Things may get heavy here! This is the backend API. For our setup, we use Node.js in a serverless infrastructure, to reduce the initial overhead of letting servers running idle.
To accomplish it, we leverage the AWS infrastructure on the serverless paradigm: API Gateway, Lambda, S3, and CloudFront. Once a API request reaches API Gateway, AWS Lambda spins up a Node.js container and thread the request information into our code. Our code uses Express.js to handle the HTTP integration, identifying routes, sent information, and authentication. Its response is sent back to API Gateway, which will be forwarded to the client. Authentication is provided via JWT tokens, with a clear cut on the security: the signing key and specific signing algorithm are required for it to be valid.

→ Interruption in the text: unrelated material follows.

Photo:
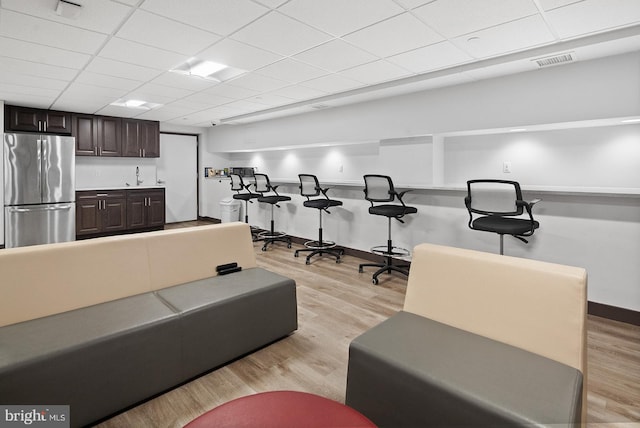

As our persistant state layer, we use MongoDB. Given the flexible schema, the prototyping in a weekend is much quicker than in a fixed schema SQL database. Parts of the system may be rethinked in the future to migrate to a SQL database, as we see fit.
Course content, such as podcasts and videos, are provided via S3 and CloudFront, a cheap and robust infrastructure for a Content Delivery Network. The textual content and metadata from courses provided by the API can be easily cached at the API Gateway level, so to reduce the number of Lambda executions.
The main code list under the src
folder.
The index provides the main Express app wrapped in the serverless-http, to parse the HTTP request information provided by API Gateway.
HTTP POST bodies must be in the JSON format, automatically handled by Express.
Our routes are under src/routes
, using explicit body validation and JWT middleware.
Tests are handled by Mocha and the Serverless lib, spawning an environment close to what is present in the AWS Lambda containers. We plan to include continuous integration with Github actions, in a Dockerized environment.